One of the fields to benefit from the uncertainty that has characterized the UK economy since the Brexit vote in 2016 has been consultancy firms. PwC has announced its biggest profits in a decade, led by a huge increase in demand for consultancy services from firms worried about how Brexit will affect their business.
The firm’s profits have surged to over $1.2 billion, guaranteeing that each of its 913 partners will be taking home more than $940,000, a pay raise of 7.4%, and in line with the $1.1 million that partners at its Big Four rival Deloitte will be getting. The great confusion and risk surrounding Brexit have meant that firms have little choice but to hire consultants to help them manage the continuing crisis.
This comes despite a backdrop of decreased overall performance by the major accounting and consultancy firms and increased pressure for them to face tougher regulation. There have been many concerns about the practices of the large accounting companies, with worries surfacing over their possible conflicts of interest and lax auditing.

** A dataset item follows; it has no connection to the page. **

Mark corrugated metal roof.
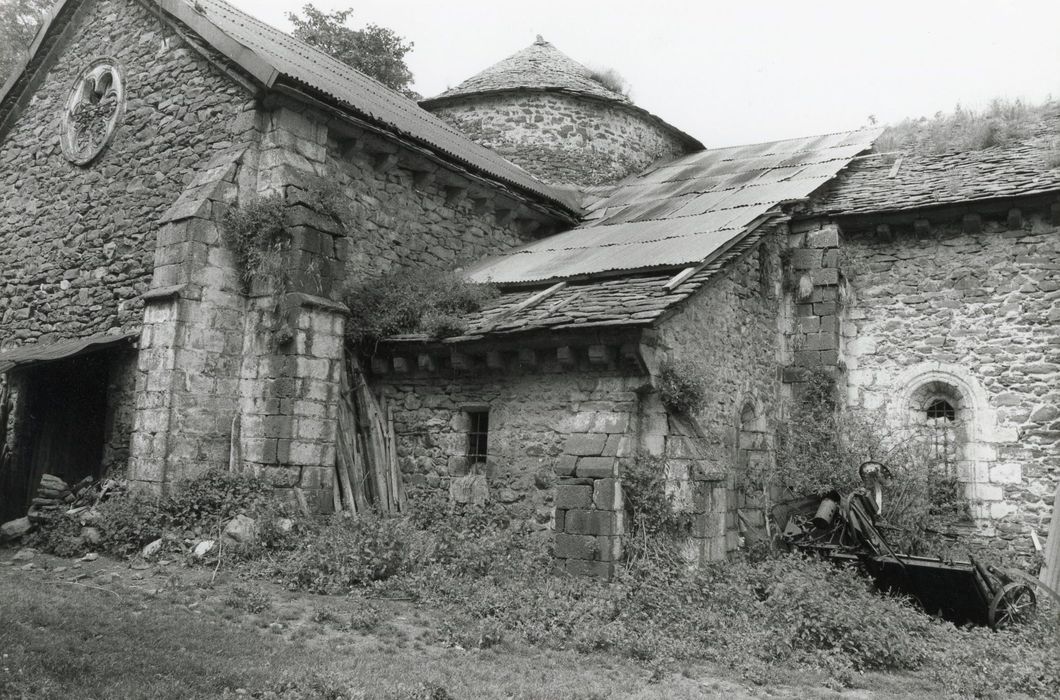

PwC recently came in for some stern criticism from Britain’s auditory regulator, the Financial Reporting Council (FRC) which accused it of an “unsatisfactory” deterioration in inspection results related to its audits of major British businesses. This is along with the national rebuke it got from Members of Parliament over the collapse of the construction firm Carillion with nearly $2 billion dollars in debt, putting the livelihoods of its 41,000 employees at risk and leaving a trail of unfinished infrastructure projects in its wake.
Kevin Ellis, PwC’s chairman, who is due a nearly 10% pay raise in 2019, has expressed his own disappointment that they had not met their usual standards, but said the company was “committed to playing our part in building trust and confidence in the sector.”
Failing to heed their own advice on gender equality
Another point of concern for the major consultancy firms is how they have approached gender equality. As we have looked at before, the UK government has introduced legislation obligating major firms to report their gender pay statistics. PwC runs a specialized unit assisting companies in reducing their gender pay gap, and has released a report criticizing business in the UK for its compliance, despite only 1/5 of its own partners being female.
Benefitting from Brexit
The closeness of the major accounting firms to big business has led to many calls for stricter regulation and even for them to be forced to separate the auditing and consultancy sides of their business. It also calls into question the motives of the firms and how it aligns with the broader UK economy, which has also been an issue with many British hedge-funds who stand to gain billions from short-selling British firms in the hopes that Brexit causes them losses. Such is the hold that Brexit has had on the UK economy since 2016, and it continues to present new developments as the region races toward an uncertain finish line.